ステップ4. 期限の遅れが分かるようにする
期限列をもとに、期限を過ぎた未完了の案件を抜き出して表示します。遅れている案件が何件あり、どの担当者のものかが分かると、対応の優先順位を判断しやすくなります。
ステップ5. 確認のタイミングと使い方を決める
全体ビューをいつ誰が見るかを決めます。朝の確認や週次の打ち合わせで使うなど、運用に組み込んでおくと、ビューが作られただけで終わらず、進捗の確認に実際に役立ちます。
Before / After
| 観点 | Before | After |
|---|---|---|
| 課題 | 全体の進捗や滞留が分からない | 状態・期限・担当別に全体が見える |
| 原因 | 入力者向けの明細しかない | 管理者向けの全体ビューがある |
| 運用 | 明細を読み解いて状況を推測する | 全体ビューを開いて状況を確認する |
| 確認 | 遅れや偏りに気づくのが遅れる | 期限超過や集中がひと目で分かる |
| 効果 | 状況把握が後手に回る | 管理者が状況を把握しやすい |
入力用の明細と管理用のビューを分けておくと、入力者は今まで通り作業でき、管理者は全体ビューで進捗と滞留を確認できるため、両方の使いやすさを両立できます。
実務での注意点
管理者向けの全体ビューを作るときは、次の点に気をつけてください。
- 管理者確認が不要な表には向きません。少人数で全員が状況を共有できている表では、全体ビューを作っても見る人がなく、更新の手間だけが残ります。
- 見たい軸を増やしすぎないようにします。あらゆる切り口を1つのビューに詰め込むと、かえって何を見ればよいか分からなくなります。
- 状態や担当の値は、明細シートの入力ルールとそろえます。明細側の表記がばらつくと、全体ビューの数字も信頼できなくなります。
- 全体ビューは管理者だけの都合で重くしないようにします。入力者に追加の入力を求めすぎると、明細の更新がおろそかになり、結果としてビューの数字も古くなります。

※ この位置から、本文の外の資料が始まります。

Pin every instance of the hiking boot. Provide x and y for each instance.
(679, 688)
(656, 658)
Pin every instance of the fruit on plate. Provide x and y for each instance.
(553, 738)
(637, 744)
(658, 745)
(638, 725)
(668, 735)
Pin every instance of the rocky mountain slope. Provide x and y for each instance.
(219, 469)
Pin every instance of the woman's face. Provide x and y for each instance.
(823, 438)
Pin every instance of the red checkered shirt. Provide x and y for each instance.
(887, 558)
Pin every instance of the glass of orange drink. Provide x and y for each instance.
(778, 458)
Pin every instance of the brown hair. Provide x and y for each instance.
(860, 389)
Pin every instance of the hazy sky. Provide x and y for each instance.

- まずは件数と期限超過など、必ず使う数字に絞って始めます。最初から完成形を目指さず、運用しながら必要な軸を足していきます。
Web化・スプレッドシート化との関係
Excel改善で足りる場合
対象人数が5〜100人でも、状態や担当の入力が安定していれば、全体ビューはExcelの標準機能の範囲で作れます。まずはExcelの中で管理者が全体を見られる状態にするのが近道です。
スプレッドシート化・Web化を考える場合
複数の担当者が同時に更新する、拠点や部門ごとの表をまとめて全体を見たい、という場合は、共有しやすいスプレッドシートやWeb化したツールが候補になります。ただし、その場合でも管理者が見たい軸と状態の統一は欠かせません。

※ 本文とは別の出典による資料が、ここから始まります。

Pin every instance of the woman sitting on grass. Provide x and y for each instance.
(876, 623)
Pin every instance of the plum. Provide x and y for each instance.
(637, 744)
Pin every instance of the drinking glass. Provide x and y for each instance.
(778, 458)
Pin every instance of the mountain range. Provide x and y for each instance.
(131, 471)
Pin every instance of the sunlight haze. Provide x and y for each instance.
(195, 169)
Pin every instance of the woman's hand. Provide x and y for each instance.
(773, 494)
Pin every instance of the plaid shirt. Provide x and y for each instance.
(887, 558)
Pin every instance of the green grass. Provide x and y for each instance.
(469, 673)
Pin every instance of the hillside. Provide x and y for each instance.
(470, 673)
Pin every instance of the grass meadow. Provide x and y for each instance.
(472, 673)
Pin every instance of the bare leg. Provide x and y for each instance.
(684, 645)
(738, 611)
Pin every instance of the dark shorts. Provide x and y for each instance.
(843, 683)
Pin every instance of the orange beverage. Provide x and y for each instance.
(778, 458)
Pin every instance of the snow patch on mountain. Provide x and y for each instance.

ツールを変える前に、管理者が見たい軸を決め、状態の値をそろえておくと、Excelを続ける場合にも別ツールへ移る場合にも、同じ全体の見方をそのまま引き継げます。
まとめ
全体の進捗や滞留が分からないのは、入力者向けの明細しかないことが原因です。状態・期限・担当別の全体ビューを作っておけば、管理者が状況を把握しやすくなり、遅れや偏りに早く気づいて対応できるようになります。